ILLUSTRATED:
Solo Exhibition of Chu Teh-chun, The Ueno Royal Museum (Catalogue), Tokyo; Thin Chang Corporation, Taipei, 2007, color illustrated, p. 208
Catalogue Note:
Whether flowing or majestic, color and light in Chu Teh-chun’s paintings is always serene and peaceful, reflecting the artist’s great courage and tolerance. Devoting his life to calligraphy, Chu incorporated the strength of calligraphy into his abstract paintings in his early period, adopting dark and strong strokes. In the 1980s, he wove lines into light and shadow, harmonizing the canvas with splendid flowing color blocks. As seen in “Alentours verdoyants II”, blackish green, reddish brown, indigo, and bright orange boldly form crumbling rocks and breaking clouds, establishing a strikingly harmonious blend of contrasting dualities of light and shadow.

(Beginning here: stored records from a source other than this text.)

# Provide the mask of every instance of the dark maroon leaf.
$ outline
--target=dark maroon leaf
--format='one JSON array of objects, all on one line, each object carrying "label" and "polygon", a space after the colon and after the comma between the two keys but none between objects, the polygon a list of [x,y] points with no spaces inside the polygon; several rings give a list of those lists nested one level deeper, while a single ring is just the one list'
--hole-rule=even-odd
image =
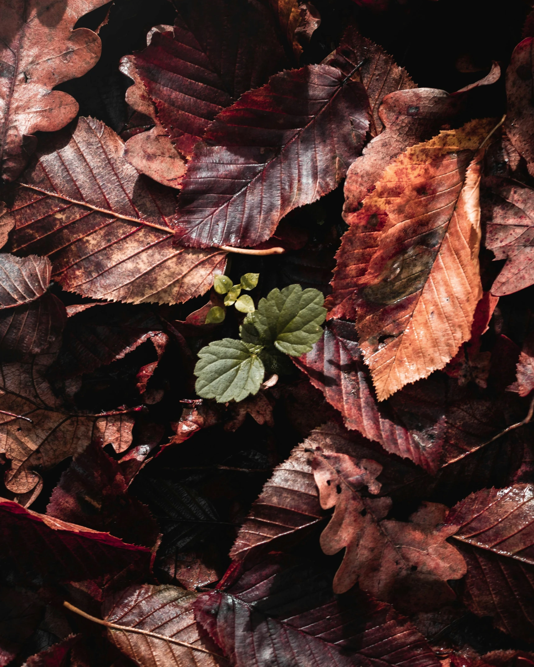
[{"label": "dark maroon leaf", "polygon": [[464,600],[479,616],[527,641],[534,630],[534,487],[483,489],[458,503],[447,525],[467,563]]},{"label": "dark maroon leaf", "polygon": [[146,49],[125,57],[122,67],[126,74],[135,67],[158,122],[190,157],[218,113],[288,63],[270,11],[260,0],[174,4],[174,26],[154,29]]},{"label": "dark maroon leaf", "polygon": [[108,533],[25,510],[0,500],[0,550],[25,572],[80,581],[134,566],[147,571],[150,552]]},{"label": "dark maroon leaf", "polygon": [[230,570],[220,590],[195,604],[197,619],[236,667],[438,664],[390,605],[357,590],[334,598],[324,574],[284,560],[271,558],[237,580]]},{"label": "dark maroon leaf", "polygon": [[313,65],[282,72],[220,113],[182,184],[183,241],[256,245],[290,211],[333,189],[368,127],[355,71]]},{"label": "dark maroon leaf", "polygon": [[153,547],[158,526],[146,506],[128,494],[119,464],[91,442],[74,457],[52,492],[49,516]]}]

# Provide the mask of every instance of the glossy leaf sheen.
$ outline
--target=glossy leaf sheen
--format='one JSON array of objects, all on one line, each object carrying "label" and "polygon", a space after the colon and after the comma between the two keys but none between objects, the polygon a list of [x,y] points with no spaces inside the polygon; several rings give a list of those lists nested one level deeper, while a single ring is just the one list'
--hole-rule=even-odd
[{"label": "glossy leaf sheen", "polygon": [[184,243],[256,245],[336,187],[368,123],[365,91],[350,74],[326,65],[281,72],[219,114],[183,182]]}]

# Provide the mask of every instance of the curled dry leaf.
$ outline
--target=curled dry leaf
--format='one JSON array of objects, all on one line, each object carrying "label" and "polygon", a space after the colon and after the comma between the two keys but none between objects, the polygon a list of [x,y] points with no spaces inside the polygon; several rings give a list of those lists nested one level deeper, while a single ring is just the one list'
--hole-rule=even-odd
[{"label": "curled dry leaf", "polygon": [[4,498],[0,500],[0,515],[2,555],[27,572],[82,581],[132,565],[144,574],[148,570],[148,549],[127,544],[109,533],[25,510]]},{"label": "curled dry leaf", "polygon": [[515,418],[502,394],[473,396],[469,386],[441,374],[377,403],[350,322],[330,320],[321,340],[295,364],[340,411],[347,428],[433,474],[477,452]]},{"label": "curled dry leaf", "polygon": [[483,181],[482,221],[486,247],[507,262],[491,286],[504,296],[534,283],[534,190],[512,179]]},{"label": "curled dry leaf", "polygon": [[0,451],[11,461],[5,482],[14,493],[27,493],[42,484],[34,468],[46,470],[77,454],[93,435],[104,444],[123,436],[131,442],[132,422],[123,422],[121,414],[72,414],[64,408],[46,380],[56,354],[47,350],[1,364]]},{"label": "curled dry leaf", "polygon": [[75,23],[106,0],[67,0],[27,6],[4,3],[0,26],[0,173],[13,181],[37,145],[34,133],[53,132],[78,113],[55,86],[85,74],[100,57],[100,38]]},{"label": "curled dry leaf", "polygon": [[342,598],[316,567],[271,556],[230,567],[195,603],[196,618],[236,667],[366,664],[437,667],[424,638],[388,604],[359,590]]},{"label": "curled dry leaf", "polygon": [[[162,32],[169,26],[156,26],[147,37],[150,43],[154,31]],[[154,127],[131,137],[124,145],[124,157],[142,173],[171,187],[180,187],[186,173],[186,161],[173,146],[168,133],[156,115],[156,108],[148,96],[145,85],[135,66],[135,56],[125,55],[119,69],[134,81],[126,91],[126,101],[136,111],[152,118]]]},{"label": "curled dry leaf", "polygon": [[176,303],[203,293],[226,253],[173,245],[164,231],[172,191],[140,175],[123,150],[91,118],[47,137],[6,213],[15,223],[10,249],[49,257],[53,278],[84,296]]},{"label": "curled dry leaf", "polygon": [[463,599],[501,630],[529,641],[534,631],[534,487],[483,489],[451,510],[451,542],[467,563]]},{"label": "curled dry leaf", "polygon": [[290,211],[336,187],[368,123],[365,91],[350,73],[327,65],[285,71],[218,115],[183,182],[184,242],[256,245]]},{"label": "curled dry leaf", "polygon": [[158,122],[189,157],[218,113],[287,63],[269,8],[260,0],[174,4],[175,25],[154,29],[146,49],[123,59],[122,71],[143,82]]},{"label": "curled dry leaf", "polygon": [[156,522],[148,508],[128,494],[119,464],[94,441],[61,475],[46,513],[130,544],[151,548],[158,539]]},{"label": "curled dry leaf", "polygon": [[[105,619],[160,636],[111,628],[107,629],[107,636],[140,667],[162,664],[169,667],[226,666],[228,663],[220,656],[218,647],[195,621],[193,605],[196,598],[196,594],[178,586],[147,584],[131,586],[104,600],[102,612]],[[180,642],[191,646],[180,645]]]},{"label": "curled dry leaf", "polygon": [[356,317],[378,400],[443,368],[469,337],[482,296],[480,152],[470,163],[493,125],[409,148],[346,215],[326,305]]},{"label": "curled dry leaf", "polygon": [[425,598],[431,591],[431,607],[454,597],[445,582],[462,577],[465,563],[445,541],[453,530],[440,528],[445,506],[425,503],[408,523],[386,519],[390,498],[364,498],[358,492],[366,486],[377,493],[380,464],[316,452],[312,465],[321,507],[335,507],[321,534],[322,550],[330,556],[346,548],[334,578],[334,592],[343,593],[357,582],[379,600],[419,610],[429,604]]},{"label": "curled dry leaf", "polygon": [[505,127],[515,149],[527,161],[534,174],[534,121],[532,115],[533,49],[534,38],[517,45],[506,71],[507,100]]}]

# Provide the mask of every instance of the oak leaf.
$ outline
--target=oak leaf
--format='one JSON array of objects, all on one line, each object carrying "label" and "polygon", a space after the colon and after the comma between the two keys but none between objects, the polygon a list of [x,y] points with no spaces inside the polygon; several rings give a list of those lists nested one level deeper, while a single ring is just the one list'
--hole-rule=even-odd
[{"label": "oak leaf", "polygon": [[[150,552],[99,532],[0,500],[1,552],[27,572],[81,581],[129,566],[148,571]],[[43,548],[46,544],[47,548]]]},{"label": "oak leaf", "polygon": [[424,638],[390,605],[357,590],[334,596],[331,586],[316,566],[270,555],[231,566],[218,590],[199,596],[196,615],[236,667],[437,667]]},{"label": "oak leaf", "polygon": [[182,183],[184,243],[256,245],[290,211],[336,187],[368,124],[365,90],[350,78],[356,69],[280,72],[217,116]]},{"label": "oak leaf", "polygon": [[473,156],[492,125],[474,121],[409,148],[346,215],[326,306],[330,317],[356,317],[379,401],[443,368],[469,337],[482,296],[481,155]]},{"label": "oak leaf", "polygon": [[[140,667],[224,665],[226,661],[217,646],[195,621],[193,605],[196,598],[196,594],[178,586],[148,584],[131,586],[104,600],[102,611],[105,620],[160,636],[108,628],[107,637]],[[180,646],[180,642],[200,650]]]},{"label": "oak leaf", "polygon": [[173,191],[140,175],[123,150],[91,118],[47,137],[6,213],[10,249],[49,257],[52,277],[84,296],[176,303],[203,293],[225,253],[173,245]]},{"label": "oak leaf", "polygon": [[534,630],[534,487],[483,489],[446,520],[467,563],[463,599],[479,616],[527,641]]},{"label": "oak leaf", "polygon": [[218,113],[287,63],[271,13],[260,0],[174,4],[174,26],[153,29],[148,46],[123,59],[128,68],[123,71],[143,82],[158,123],[189,157]]},{"label": "oak leaf", "polygon": [[0,173],[13,181],[37,145],[34,133],[53,132],[78,113],[76,101],[55,86],[85,74],[100,56],[100,38],[73,30],[106,0],[3,4],[0,27]]}]

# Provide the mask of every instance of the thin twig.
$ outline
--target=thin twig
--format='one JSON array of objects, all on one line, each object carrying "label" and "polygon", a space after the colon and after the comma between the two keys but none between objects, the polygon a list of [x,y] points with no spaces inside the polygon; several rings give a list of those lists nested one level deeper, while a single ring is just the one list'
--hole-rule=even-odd
[{"label": "thin twig", "polygon": [[[532,419],[532,416],[534,414],[534,398],[530,402],[530,408],[529,408],[529,412],[527,413],[527,416],[521,422],[518,422],[517,424],[513,424],[511,426],[509,426],[505,428],[504,431],[501,431],[501,433],[494,436],[491,440],[488,440],[487,442],[483,442],[481,445],[479,445],[478,447],[475,447],[472,450],[469,450],[469,452],[465,452],[463,454],[459,456],[457,456],[455,459],[453,459],[451,461],[447,461],[445,466],[450,466],[451,463],[456,463],[457,461],[460,461],[461,459],[464,458],[465,456],[469,456],[469,454],[472,454],[474,452],[478,452],[479,450],[482,449],[483,447],[485,447],[486,445],[489,445],[493,442],[495,440],[498,440],[499,438],[502,438],[503,436],[505,436],[507,433],[510,431],[513,431],[515,428],[519,428],[519,426],[523,426],[525,424],[528,424]],[[445,466],[443,466],[445,468]]]},{"label": "thin twig", "polygon": [[286,251],[284,248],[267,248],[266,250],[254,250],[254,248],[234,248],[232,245],[218,245],[221,250],[233,252],[238,255],[282,255]]},{"label": "thin twig", "polygon": [[505,113],[505,115],[503,116],[501,120],[497,123],[495,127],[491,130],[491,131],[489,133],[487,137],[486,137],[486,138],[484,139],[482,143],[479,146],[479,150],[480,150],[481,148],[483,147],[484,144],[486,143],[486,141],[487,141],[487,140],[489,139],[491,135],[495,131],[495,130],[498,129],[501,127],[501,125],[504,123],[505,118],[506,118],[506,114]]},{"label": "thin twig", "polygon": [[154,639],[160,639],[163,642],[168,642],[170,644],[176,644],[179,646],[185,646],[186,648],[192,648],[195,651],[200,651],[202,653],[209,653],[210,656],[215,656],[216,658],[222,658],[226,660],[227,658],[219,653],[214,653],[213,651],[208,651],[207,648],[202,648],[200,646],[196,646],[193,644],[188,644],[187,642],[180,642],[179,639],[173,639],[172,637],[166,637],[164,634],[158,634],[156,632],[150,632],[147,630],[140,630],[138,628],[129,628],[127,626],[119,626],[116,623],[110,623],[109,621],[102,620],[101,618],[97,618],[96,616],[91,616],[90,614],[82,612],[81,609],[75,607],[66,600],[63,602],[63,606],[69,609],[75,614],[77,614],[88,620],[97,623],[99,625],[105,626],[106,628],[111,628],[112,630],[121,630],[123,632],[134,632],[136,634],[144,634],[146,637],[154,637]]},{"label": "thin twig", "polygon": [[49,197],[55,197],[58,199],[64,199],[65,201],[70,201],[71,203],[77,204],[79,206],[85,206],[85,208],[89,208],[91,211],[97,211],[98,213],[105,213],[106,215],[111,215],[112,217],[118,217],[121,220],[126,220],[128,222],[135,222],[138,225],[146,225],[147,227],[153,227],[155,229],[160,229],[162,231],[166,231],[169,234],[172,234],[174,235],[174,231],[169,227],[164,227],[162,225],[156,225],[154,222],[148,222],[146,220],[142,220],[138,217],[132,217],[130,215],[122,215],[121,213],[115,213],[114,211],[110,211],[109,209],[101,209],[97,206],[93,206],[92,204],[89,204],[87,201],[79,201],[78,199],[71,199],[70,197],[65,197],[64,195],[60,195],[57,192],[49,192],[48,190],[45,190],[42,187],[37,187],[35,185],[29,185],[27,183],[21,183],[21,185],[24,187],[29,187],[31,190],[36,190],[37,192],[42,192],[45,195],[48,195]]},{"label": "thin twig", "polygon": [[[2,415],[9,415],[9,417],[13,417],[14,419],[23,419],[27,422],[29,422],[30,424],[33,424],[33,422],[29,418],[29,417],[23,417],[22,415],[15,414],[14,412],[8,412],[7,410],[0,410],[0,414]],[[4,424],[7,424],[7,422],[4,422]]]}]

Chu’s abstract paintings often elicit natural landscape images to the viewer, especially this auction item “Alentours verdoyants II”, created in 1988. In this work, Chu transformed viscous oil paint into fluid calligraphic brush strokes. Even the darkest colors are bestowed with an ethereal lightness to create a majestic landscape in the artist’s mind. Amid the changing colors, across the lower part of the canvas spreads a vibrant and colorful light, splashed with color blocks and bright orange and light blue lines. If the dark sideline of the bottom of the canvas is a river bank, the main part of the canvas is the running water and the trees and stones in the mountains. If the bottom of the canvas is the skyline silhouetted by treetops, the upper part of the canvas is the mysterious fluidity of an immense universe as well as a flash of dazzling light. With ethereal lightness and flowing feeling, Chu establishes a landscape of intense complexity on the canvas. The flawless intermingling of colors, lines, light and shadow reveals the mysterious world created by Chu’s artistic mastery.